Are there electoral rewards to increasing access to secondary education? In a new paper, we ask and answer this question in the context of a programmatic policy to increase access to secondary education through school construction in Tanzania beginning in 2006. We uncover two important findings. First, the electoral impacts of large-scale programs of this nature are contingent. The promise to increase access to education generated an electoral bump of about 2 percentage points for the ruling party (CCM). However, following implementation of the policy, the incumbent party experienced a penalty of -1.4 percentage points. Second, the electoral penalty was more pronounced in places that had preexisting schools. We attribute the negative electoral impact in 2010 to the manner in which the policy was implemented. The construction of new schools (which often were of low quality) involved an implicit tax on Tanzanians in the form of community contributions. The school expansion program was also accompanied by declines in learning outcomes, as measured by pass rates in national exams.
These findings highlight the importance of policy implementation. In order to realize the virtuous cycle of electoral accountability and broad-based programmatic policies, countries must have the fiscal and bureaucratic capacity to implement financially and logistically intensive policies. Fiscal capacity would enable governments to raise the revenue needed for public expenditure and not impose informal taxes during policy implementation. Bureaucratic capacity would reduce the risk of saddling citizens with substandard public goods and services. Otherwise, the very implementation of potentially beneficial policies may reveal government shortcomings, thereby eroding politicians’ incentives to invest in improving public welfare.
Our findings also speak to the politics of education in African states. After more than a decade of cutbacks in education spending, many African countries began reinvesting in access to education in the late 1990s. Much of the investment was, in part, motivated by the Millennium Development Goals—a global compact that, among other things, set a goal of achieving universal primary education (UPE). Governments abolished school fees and introduced capitation grants to replace household contributions. As a result, enrollment rates rose significantly (Figure 1). There was also a political dimension to the drive to increase access to primary education. African countries were likely to adopt UPE policies around elections.
The large increase in enrollment rates following UPE policies created a new challenge for African governments: meeting the increased demand for secondary education. As UPE cohorts advanced through the primary-school cycle, governments faced political pressure to invest in secondary-school access to meet the excess demand. From Ghana, to Kenya, to Uganda, presidential electioneering featured promises of investments in 100 percent transition from primary to secondary school.
Like other African countries, Tanzania implemented a UPE policy at the turn of the century (2001) which was then following increasing demand for access to secondary education. In 2004, the government published a policy document outlining its intention to increase secondary school enrollment by adding classrooms to existing schools, as well as building new regional schools. However, before the 2005 election, the prime minister Edward Lowassa, made an abrupt announcement accelerating the process of increasing secondary school access. He guaranteed that each of Tanzania’s wards would have at least one secondary school.

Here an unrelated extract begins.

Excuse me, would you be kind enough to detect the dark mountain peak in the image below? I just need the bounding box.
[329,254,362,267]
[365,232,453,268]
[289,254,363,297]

At the time, 83 percent of wards had none.
The results were impressive. In a few years, the number of secondary schools in Tanzania increased by more than 3,000 and student enrollment quadrupled. This success was built on the back of community contributions that required households to contribute cash, their time, or materials for school construction. In effect, it was a system of informal taxation. The rapid increase in the number of secondary schools (and student enrollment) also exposed the government’s inability to meet its promise to deploy qualified teachers. To address the massive shortage of secondary school teachers, the government resorted to deploying high school graduates with only a few months of teacher training. This, in part, led to a precipitous drop in the pass rates in national exams. Our paper attributes the decline in electoral support for the incumbent party to the revelation of these shortcomings of the secondary-school expansion policy during implementation. Public opinion data from Afrobarometer and data from Tanzania’s National Panel Survey corroborate these findings.
The government responded to citizen demands for quality improvement with the Big Results Now! (BRN) initiative in 2013—a package of reforms to boost learning outcomes. BRN initiatives included publication of national exam results, recognition/rewards for top and most improved schools, remedial education, addressing teacher motivation, and curriculum reforms (with emphasis on competency). How did voters respond to the turnaround in pass rates following these reforms? We find no electoral effects of positive information about school quality in the 2015 election. More tellingly, in the run-up to the 2015 election, the CCM platform did not lean on the BRN initiatives but instead doubled down on expanding no-fee secondary education.
Tanzania’s experience with expanding school access is illustrative of the ongoing tension between expanding access and improving learning outcomes. Despite contingent electoral effects, increasing access is still popular among politicians because it is easily visible and attributable. Improving learning outcomes is a tougher challenge. Identifying and implementing effective policies is hard, expensive, and takes time, and the link between politicians’ efforts and improvements in learning outcomes may not always be readily apparent to voters.